Cut from a similar cloth to 'Dangerous Liaisons' (1988) and 'Barry Lyndon' (1975), this is a film concerned as much with ideas as it is by royal decadence. While the affair between the queen and the doctor sits in the foreground of the drama, the image of a Denmark in social and political flux gains just as much attention, giving the affair a fascinating context. In many ways, what we see is an intricate love triangle between the king, queen and the doctor, based on common ideals and passions. Pitted against the stolid and outdated royal council, they make a formidable force for social upheaval, a force that crumbles with the illicit affair taking place in the queen's chamber. In a clever move, Arcel doesn't indulge in the bodice-ripping passions or the stunning production design, engaging the audience as much with their minds as with their senses. 'A Royal Affair' is a costume drama with an underlying current of cynicism, letting as much dirt and grime to appear within the cracks of this Danish aristocracy. The triangle is surrounded by selfish and sinister supporting characters, especially Ove Høegh-Guldberg (David Dencik), a career statesman pitted against Streunsee and his Enlightenment ideals, and Julian Marie (Trine Dyrholm), the Queen Dowager devoted to pushing her step-son off the throne.

'A Royal Affair' is a costume drama with an underlying current of cynicism, letting as much dirt and grime to appear within the cracks of this Danish aristocracy.

All three leads give stirring performances. Vikander steers clear of making Caroline a wilting, weak flower, but instead a driven, veracious woman attempting to define a life for herself within a marriage she cannot stand. Mikkelsen is his usual stern, brooding self as Streunsee, entering the film with a much-needed masculine energy. Most impressive, however, is Følsgaard as Christian, an already award-winning performance. He delicately and expertly treads the line between a maniac, a man-child and a lost young man. Christian is a dangerous character, and without him, the film might not be as arresting as it is.

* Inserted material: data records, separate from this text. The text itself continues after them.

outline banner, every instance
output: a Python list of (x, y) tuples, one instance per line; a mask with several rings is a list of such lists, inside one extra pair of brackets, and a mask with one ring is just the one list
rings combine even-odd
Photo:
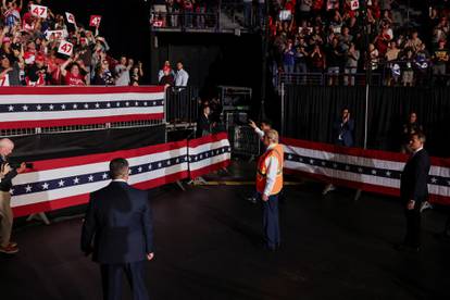
[[(400, 196), (400, 176), (408, 155), (396, 152), (346, 148), (297, 139), (283, 139), (285, 172), (337, 186)], [(429, 200), (450, 204), (450, 160), (432, 158)]]
[(232, 158), (226, 133), (209, 135), (188, 141), (189, 177), (201, 175), (226, 167)]
[(164, 87), (8, 87), (0, 129), (164, 118)]
[(187, 141), (133, 150), (34, 162), (33, 170), (17, 175), (11, 190), (15, 216), (83, 204), (89, 192), (110, 182), (109, 163), (129, 162), (128, 183), (148, 189), (188, 177)]

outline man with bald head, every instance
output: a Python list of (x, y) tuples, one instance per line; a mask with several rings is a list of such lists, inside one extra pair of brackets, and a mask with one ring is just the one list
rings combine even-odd
[(18, 251), (17, 243), (10, 240), (13, 225), (11, 210), (12, 178), (25, 171), (25, 163), (18, 168), (12, 168), (8, 163), (8, 155), (12, 153), (14, 142), (8, 138), (0, 139), (0, 252), (14, 254)]

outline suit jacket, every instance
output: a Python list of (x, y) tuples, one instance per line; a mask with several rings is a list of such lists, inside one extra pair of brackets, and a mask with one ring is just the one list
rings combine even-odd
[[(0, 164), (8, 163), (8, 159), (4, 159), (0, 155)], [(0, 190), (1, 191), (10, 191), (12, 188), (12, 178), (17, 176), (17, 171), (12, 168), (8, 174), (4, 175), (3, 178), (0, 180)]]
[(416, 152), (404, 165), (400, 179), (400, 198), (418, 204), (428, 196), (428, 173), (430, 162), (425, 149)]
[[(353, 130), (354, 130), (354, 121), (350, 118), (346, 124), (342, 124), (342, 120), (336, 120), (333, 125), (335, 130), (335, 143), (343, 145), (346, 147), (353, 146)], [(341, 139), (339, 139), (339, 136)]]
[(87, 254), (93, 251), (92, 260), (102, 264), (146, 260), (146, 254), (153, 252), (148, 192), (125, 182), (112, 182), (92, 192), (82, 230), (82, 250)]
[(211, 133), (211, 121), (201, 113), (200, 117), (197, 120), (196, 137), (202, 137), (207, 133)]

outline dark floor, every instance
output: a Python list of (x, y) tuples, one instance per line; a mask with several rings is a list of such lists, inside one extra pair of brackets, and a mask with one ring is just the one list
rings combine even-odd
[[(153, 192), (155, 260), (151, 299), (450, 299), (446, 221), (424, 213), (418, 254), (392, 249), (404, 220), (396, 199), (323, 185), (288, 186), (283, 248), (261, 247), (261, 210), (242, 199), (251, 186), (175, 186)], [(0, 299), (101, 299), (98, 266), (78, 250), (82, 220), (20, 226), (21, 252), (0, 255)], [(129, 289), (124, 289), (124, 299)]]

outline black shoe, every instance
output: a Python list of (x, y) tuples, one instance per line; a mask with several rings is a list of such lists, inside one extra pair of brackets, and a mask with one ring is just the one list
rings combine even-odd
[(397, 251), (407, 252), (407, 253), (417, 253), (421, 251), (420, 247), (412, 247), (404, 243), (396, 245), (393, 247)]
[(249, 201), (249, 202), (251, 202), (253, 204), (257, 204), (257, 198), (254, 198), (254, 197), (248, 197), (246, 199), (247, 199), (247, 201)]

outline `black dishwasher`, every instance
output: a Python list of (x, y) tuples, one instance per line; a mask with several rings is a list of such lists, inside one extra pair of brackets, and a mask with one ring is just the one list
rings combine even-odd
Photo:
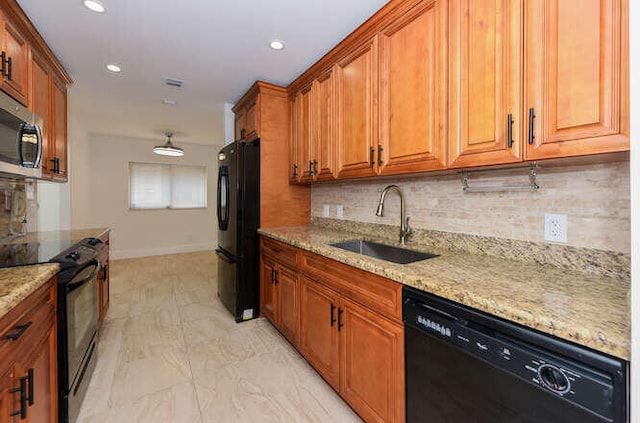
[(405, 286), (407, 422), (628, 421), (628, 362)]

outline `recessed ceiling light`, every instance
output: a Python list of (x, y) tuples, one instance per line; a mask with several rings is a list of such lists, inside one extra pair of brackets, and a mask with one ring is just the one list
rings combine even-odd
[(113, 63), (108, 64), (107, 69), (109, 69), (111, 72), (116, 72), (116, 73), (122, 70), (120, 69), (120, 66), (114, 65)]
[(269, 47), (271, 47), (273, 50), (282, 50), (284, 48), (284, 41), (282, 41), (282, 40), (272, 40), (269, 43)]
[(98, 0), (84, 0), (83, 4), (84, 4), (84, 7), (86, 7), (89, 10), (93, 10), (94, 12), (104, 13), (104, 11), (106, 10), (104, 8), (104, 5), (100, 3)]

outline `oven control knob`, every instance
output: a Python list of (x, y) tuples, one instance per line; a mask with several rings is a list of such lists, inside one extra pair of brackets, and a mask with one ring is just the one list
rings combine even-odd
[(80, 259), (80, 253), (78, 253), (77, 251), (73, 251), (67, 254), (64, 258), (73, 260), (73, 261), (78, 261)]
[(571, 388), (567, 375), (551, 364), (543, 364), (538, 367), (538, 376), (544, 386), (558, 394), (569, 392)]

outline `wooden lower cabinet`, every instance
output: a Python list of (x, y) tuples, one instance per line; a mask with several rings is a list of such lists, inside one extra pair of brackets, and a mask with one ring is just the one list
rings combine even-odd
[(276, 295), (275, 295), (275, 271), (276, 264), (265, 256), (260, 257), (260, 314), (278, 326), (276, 319)]
[(300, 283), (299, 349), (336, 390), (340, 386), (337, 313), (338, 295), (303, 276)]
[(298, 275), (296, 272), (279, 267), (276, 272), (276, 291), (278, 295), (280, 332), (292, 343), (298, 342), (299, 311)]
[(55, 281), (0, 319), (0, 423), (58, 420)]
[(404, 328), (342, 299), (340, 393), (368, 422), (404, 421)]
[(404, 422), (401, 285), (261, 240), (261, 313), (366, 422)]

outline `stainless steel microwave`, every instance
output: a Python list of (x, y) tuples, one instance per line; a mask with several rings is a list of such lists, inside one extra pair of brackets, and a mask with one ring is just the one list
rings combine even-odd
[(40, 178), (42, 119), (0, 91), (0, 174)]

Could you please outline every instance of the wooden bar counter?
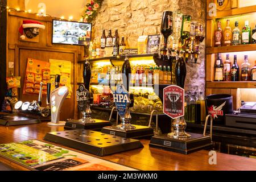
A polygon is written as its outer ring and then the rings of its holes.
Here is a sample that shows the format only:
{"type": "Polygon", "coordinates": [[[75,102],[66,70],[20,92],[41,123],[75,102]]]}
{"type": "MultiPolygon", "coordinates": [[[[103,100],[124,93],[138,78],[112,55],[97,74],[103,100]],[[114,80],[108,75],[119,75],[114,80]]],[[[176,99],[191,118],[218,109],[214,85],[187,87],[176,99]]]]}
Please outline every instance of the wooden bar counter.
{"type": "MultiPolygon", "coordinates": [[[[16,126],[1,126],[0,143],[31,139],[44,141],[43,138],[47,133],[63,130],[63,127],[49,126],[46,122],[16,126]]],[[[64,147],[141,170],[256,170],[255,159],[217,152],[217,164],[210,165],[208,162],[210,158],[208,155],[209,151],[207,150],[183,155],[150,148],[148,140],[143,139],[141,142],[144,148],[104,157],[98,157],[68,147],[64,147]]],[[[60,146],[56,143],[52,144],[60,146]]],[[[28,170],[1,157],[0,162],[14,169],[28,170]]]]}

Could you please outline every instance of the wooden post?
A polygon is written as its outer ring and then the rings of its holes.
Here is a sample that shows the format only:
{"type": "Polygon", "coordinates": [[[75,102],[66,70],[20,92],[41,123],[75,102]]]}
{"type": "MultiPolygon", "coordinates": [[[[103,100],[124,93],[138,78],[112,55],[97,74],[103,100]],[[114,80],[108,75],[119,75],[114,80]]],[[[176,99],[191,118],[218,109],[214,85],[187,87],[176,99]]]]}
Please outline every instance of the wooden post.
{"type": "MultiPolygon", "coordinates": [[[[7,6],[7,0],[1,0],[2,6],[7,6]]],[[[6,92],[6,46],[7,46],[7,11],[2,8],[0,13],[0,107],[6,92]]]]}

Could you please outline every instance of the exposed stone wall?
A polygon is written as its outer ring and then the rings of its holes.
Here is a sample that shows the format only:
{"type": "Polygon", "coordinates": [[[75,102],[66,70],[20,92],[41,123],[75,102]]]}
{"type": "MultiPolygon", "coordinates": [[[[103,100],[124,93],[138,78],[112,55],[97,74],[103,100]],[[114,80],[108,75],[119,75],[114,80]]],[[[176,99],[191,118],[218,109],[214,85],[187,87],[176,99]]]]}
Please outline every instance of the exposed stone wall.
{"type": "MultiPolygon", "coordinates": [[[[93,35],[100,38],[103,29],[118,30],[130,48],[136,48],[139,36],[160,33],[163,11],[181,10],[191,15],[192,20],[205,22],[205,0],[105,0],[93,22],[93,35]]],[[[205,43],[200,46],[201,64],[188,64],[186,90],[198,86],[205,89],[205,43]]]]}

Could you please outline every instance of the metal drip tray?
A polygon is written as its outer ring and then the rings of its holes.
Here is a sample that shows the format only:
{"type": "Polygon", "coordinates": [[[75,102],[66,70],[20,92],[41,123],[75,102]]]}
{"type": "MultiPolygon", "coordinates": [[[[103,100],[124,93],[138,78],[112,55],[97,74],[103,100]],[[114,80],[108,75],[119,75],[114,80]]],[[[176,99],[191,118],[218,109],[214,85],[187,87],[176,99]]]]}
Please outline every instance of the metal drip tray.
{"type": "Polygon", "coordinates": [[[138,140],[113,136],[90,130],[73,130],[47,133],[46,140],[98,156],[143,147],[138,140]]]}

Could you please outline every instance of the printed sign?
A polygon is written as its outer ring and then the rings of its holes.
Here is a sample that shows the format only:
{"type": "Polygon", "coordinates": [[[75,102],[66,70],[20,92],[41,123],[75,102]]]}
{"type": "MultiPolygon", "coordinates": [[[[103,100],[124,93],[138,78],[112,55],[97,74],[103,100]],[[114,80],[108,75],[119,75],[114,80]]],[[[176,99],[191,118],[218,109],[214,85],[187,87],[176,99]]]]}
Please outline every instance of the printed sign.
{"type": "Polygon", "coordinates": [[[84,84],[79,85],[79,89],[76,90],[76,101],[79,110],[85,109],[87,96],[89,92],[85,88],[84,84]]]}
{"type": "Polygon", "coordinates": [[[163,90],[163,113],[175,119],[184,114],[184,90],[177,85],[170,85],[163,90]]]}
{"type": "Polygon", "coordinates": [[[157,53],[159,48],[160,35],[149,35],[147,38],[147,53],[157,53]]]}
{"type": "Polygon", "coordinates": [[[135,170],[36,140],[1,144],[0,156],[31,170],[135,170]]]}
{"type": "Polygon", "coordinates": [[[113,97],[119,115],[121,117],[124,117],[128,104],[130,103],[129,93],[123,85],[119,85],[117,86],[117,89],[113,94],[113,97]]]}
{"type": "Polygon", "coordinates": [[[138,54],[138,49],[125,49],[124,53],[125,55],[137,55],[138,54]]]}

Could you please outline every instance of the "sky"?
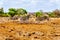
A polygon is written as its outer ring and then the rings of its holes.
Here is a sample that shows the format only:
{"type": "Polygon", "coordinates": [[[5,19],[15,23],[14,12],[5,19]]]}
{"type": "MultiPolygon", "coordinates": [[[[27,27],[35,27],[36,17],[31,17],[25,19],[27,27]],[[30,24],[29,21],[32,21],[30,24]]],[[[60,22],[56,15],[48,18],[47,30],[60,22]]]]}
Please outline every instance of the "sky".
{"type": "Polygon", "coordinates": [[[0,7],[3,7],[4,11],[9,8],[24,8],[28,12],[52,11],[60,9],[60,0],[0,0],[0,7]]]}

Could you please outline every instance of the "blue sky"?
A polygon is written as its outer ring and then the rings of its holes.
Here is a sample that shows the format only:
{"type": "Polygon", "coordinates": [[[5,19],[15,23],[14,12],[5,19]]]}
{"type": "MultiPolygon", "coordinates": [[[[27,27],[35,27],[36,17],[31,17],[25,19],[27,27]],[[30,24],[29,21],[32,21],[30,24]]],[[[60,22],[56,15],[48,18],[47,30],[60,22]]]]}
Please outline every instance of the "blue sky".
{"type": "Polygon", "coordinates": [[[24,8],[28,12],[52,11],[60,9],[60,0],[0,0],[0,7],[5,11],[8,8],[24,8]]]}

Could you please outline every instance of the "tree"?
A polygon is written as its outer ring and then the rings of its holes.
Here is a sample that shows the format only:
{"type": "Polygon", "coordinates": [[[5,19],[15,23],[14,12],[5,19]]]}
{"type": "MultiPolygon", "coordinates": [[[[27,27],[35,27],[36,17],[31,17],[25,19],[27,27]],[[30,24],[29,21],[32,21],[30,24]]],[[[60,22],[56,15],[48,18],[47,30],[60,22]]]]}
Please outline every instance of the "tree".
{"type": "Polygon", "coordinates": [[[53,13],[56,15],[56,17],[60,17],[60,10],[56,9],[53,11],[53,13]]]}
{"type": "Polygon", "coordinates": [[[13,17],[14,15],[17,14],[17,13],[16,13],[16,9],[15,9],[15,8],[9,8],[8,14],[9,14],[11,17],[13,17]]]}
{"type": "Polygon", "coordinates": [[[27,11],[25,9],[19,8],[17,9],[17,15],[25,15],[27,14],[27,11]]]}
{"type": "Polygon", "coordinates": [[[42,11],[38,11],[35,13],[36,17],[41,17],[43,15],[42,11]]]}
{"type": "Polygon", "coordinates": [[[56,15],[53,12],[48,13],[49,17],[56,17],[56,15]]]}

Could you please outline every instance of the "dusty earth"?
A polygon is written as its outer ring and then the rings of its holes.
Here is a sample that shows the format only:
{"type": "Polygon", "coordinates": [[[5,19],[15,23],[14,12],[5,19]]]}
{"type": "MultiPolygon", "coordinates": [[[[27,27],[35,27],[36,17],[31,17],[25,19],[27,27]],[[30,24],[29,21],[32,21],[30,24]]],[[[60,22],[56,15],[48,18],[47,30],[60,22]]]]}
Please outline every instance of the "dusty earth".
{"type": "Polygon", "coordinates": [[[0,23],[0,40],[60,40],[60,19],[41,24],[0,23]]]}

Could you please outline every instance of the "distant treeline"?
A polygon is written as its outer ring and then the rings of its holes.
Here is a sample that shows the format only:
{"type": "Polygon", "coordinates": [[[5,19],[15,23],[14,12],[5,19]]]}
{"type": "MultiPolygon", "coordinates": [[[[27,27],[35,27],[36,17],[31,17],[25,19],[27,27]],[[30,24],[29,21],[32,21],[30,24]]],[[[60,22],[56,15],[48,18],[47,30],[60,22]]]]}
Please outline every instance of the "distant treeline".
{"type": "MultiPolygon", "coordinates": [[[[17,16],[27,16],[28,14],[31,14],[30,12],[27,12],[27,10],[23,8],[9,8],[8,12],[4,12],[3,8],[0,8],[0,17],[14,17],[15,15],[17,16]]],[[[42,10],[33,12],[33,16],[35,17],[60,17],[60,10],[56,9],[52,12],[43,12],[42,10]]],[[[29,16],[29,15],[28,15],[29,16]]]]}

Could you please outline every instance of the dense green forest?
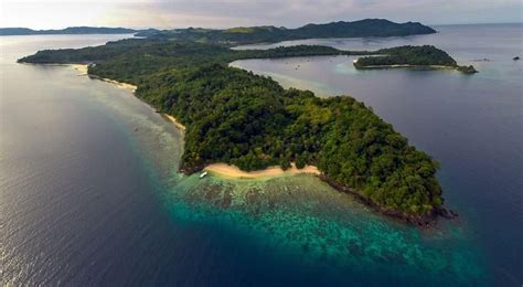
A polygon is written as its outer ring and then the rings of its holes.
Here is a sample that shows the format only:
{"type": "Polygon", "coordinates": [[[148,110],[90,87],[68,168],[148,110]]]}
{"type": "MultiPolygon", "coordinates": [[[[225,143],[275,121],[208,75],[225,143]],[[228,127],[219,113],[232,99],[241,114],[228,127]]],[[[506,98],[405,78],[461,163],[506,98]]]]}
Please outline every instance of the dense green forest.
{"type": "Polygon", "coordinates": [[[393,65],[409,65],[417,67],[445,66],[452,67],[463,73],[476,70],[470,66],[458,66],[447,52],[431,45],[397,46],[382,49],[374,52],[373,56],[364,56],[354,62],[356,68],[387,67],[393,65]]]}
{"type": "Polygon", "coordinates": [[[177,29],[138,33],[150,38],[169,38],[206,43],[248,44],[281,42],[312,38],[402,36],[430,34],[436,31],[416,22],[394,23],[385,19],[364,19],[353,22],[307,24],[297,29],[266,26],[241,26],[226,30],[177,29]]]}
{"type": "Polygon", "coordinates": [[[307,45],[235,51],[153,38],[40,51],[19,61],[89,63],[90,75],[138,85],[138,97],[186,127],[185,173],[212,162],[243,170],[313,164],[324,180],[378,210],[426,223],[445,211],[438,164],[389,124],[352,97],[318,98],[227,66],[239,59],[375,53],[307,45]]]}

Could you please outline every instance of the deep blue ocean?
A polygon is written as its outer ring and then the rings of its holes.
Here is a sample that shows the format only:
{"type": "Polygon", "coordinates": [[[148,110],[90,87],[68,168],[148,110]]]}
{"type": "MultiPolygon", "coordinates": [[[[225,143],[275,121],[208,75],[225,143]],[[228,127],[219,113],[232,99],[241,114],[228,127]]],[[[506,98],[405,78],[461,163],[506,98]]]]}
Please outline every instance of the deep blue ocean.
{"type": "Polygon", "coordinates": [[[276,45],[434,44],[480,73],[356,71],[346,56],[232,64],[351,95],[437,159],[460,216],[431,230],[311,176],[181,176],[182,134],[130,91],[71,66],[15,63],[130,35],[0,38],[0,284],[521,286],[523,63],[512,59],[523,55],[523,25],[436,30],[276,45]]]}

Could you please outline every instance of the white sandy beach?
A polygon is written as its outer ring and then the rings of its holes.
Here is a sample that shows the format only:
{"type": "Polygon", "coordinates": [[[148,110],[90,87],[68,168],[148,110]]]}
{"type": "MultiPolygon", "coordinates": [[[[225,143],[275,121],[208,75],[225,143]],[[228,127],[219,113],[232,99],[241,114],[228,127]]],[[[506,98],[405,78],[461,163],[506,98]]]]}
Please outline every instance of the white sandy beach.
{"type": "Polygon", "coordinates": [[[269,167],[264,170],[243,171],[236,166],[230,166],[227,163],[212,163],[205,167],[204,170],[218,177],[231,179],[260,179],[279,176],[293,176],[299,173],[321,173],[317,167],[306,166],[302,169],[297,169],[295,164],[292,164],[292,167],[287,170],[282,170],[280,167],[269,167]]]}

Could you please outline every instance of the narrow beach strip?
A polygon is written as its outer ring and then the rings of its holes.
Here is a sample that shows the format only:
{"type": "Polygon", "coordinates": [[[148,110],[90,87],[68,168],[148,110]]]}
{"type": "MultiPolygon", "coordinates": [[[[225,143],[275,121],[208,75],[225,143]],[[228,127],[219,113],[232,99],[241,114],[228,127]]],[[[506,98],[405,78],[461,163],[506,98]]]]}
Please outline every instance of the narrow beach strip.
{"type": "Polygon", "coordinates": [[[212,174],[228,179],[262,179],[299,173],[321,174],[314,166],[306,166],[302,169],[298,169],[293,163],[292,167],[287,170],[282,170],[280,167],[269,167],[264,170],[243,171],[238,167],[227,163],[212,163],[206,166],[204,170],[212,174]]]}

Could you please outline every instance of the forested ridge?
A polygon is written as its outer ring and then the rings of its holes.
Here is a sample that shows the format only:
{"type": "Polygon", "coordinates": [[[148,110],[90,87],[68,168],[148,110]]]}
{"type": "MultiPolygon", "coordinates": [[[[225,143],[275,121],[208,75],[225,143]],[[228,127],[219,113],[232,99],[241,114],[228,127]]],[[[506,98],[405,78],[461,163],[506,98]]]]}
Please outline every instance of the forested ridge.
{"type": "Polygon", "coordinates": [[[415,67],[451,67],[462,73],[476,73],[473,66],[459,66],[447,52],[431,45],[397,46],[381,49],[373,56],[363,56],[354,62],[356,68],[387,67],[408,65],[415,67]],[[472,72],[473,71],[473,72],[472,72]]]}
{"type": "Polygon", "coordinates": [[[212,162],[243,170],[296,162],[378,210],[415,223],[444,213],[438,163],[349,96],[318,98],[227,64],[241,59],[367,55],[325,46],[235,51],[191,41],[131,39],[40,51],[28,63],[89,63],[88,73],[138,85],[137,96],[186,127],[181,171],[212,162]]]}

There is a fascinating visual flair to the film, something more grounded in reality than a sugar-coated idealised image of the Danish court. Arcel approaches the film in a manner similar to Joe Wright's 'Pride and Prejudice' (2005), enjoying the immense beauty of this world, but unafraid to show it coming apart at the seams. The rhythm is deliberate and careful, taking its time but never failing to keep you interested. 'A Royal Affair' works best by not assuming its audience isn't intrigued in watching the wheels of history turn, and anyone interested in a vivid recreation of this important moment in Denmark's history will find much to relish in it. Rather than putting another nail in the coffin of the costume epic, it reminds you just how effective and arresting they can be.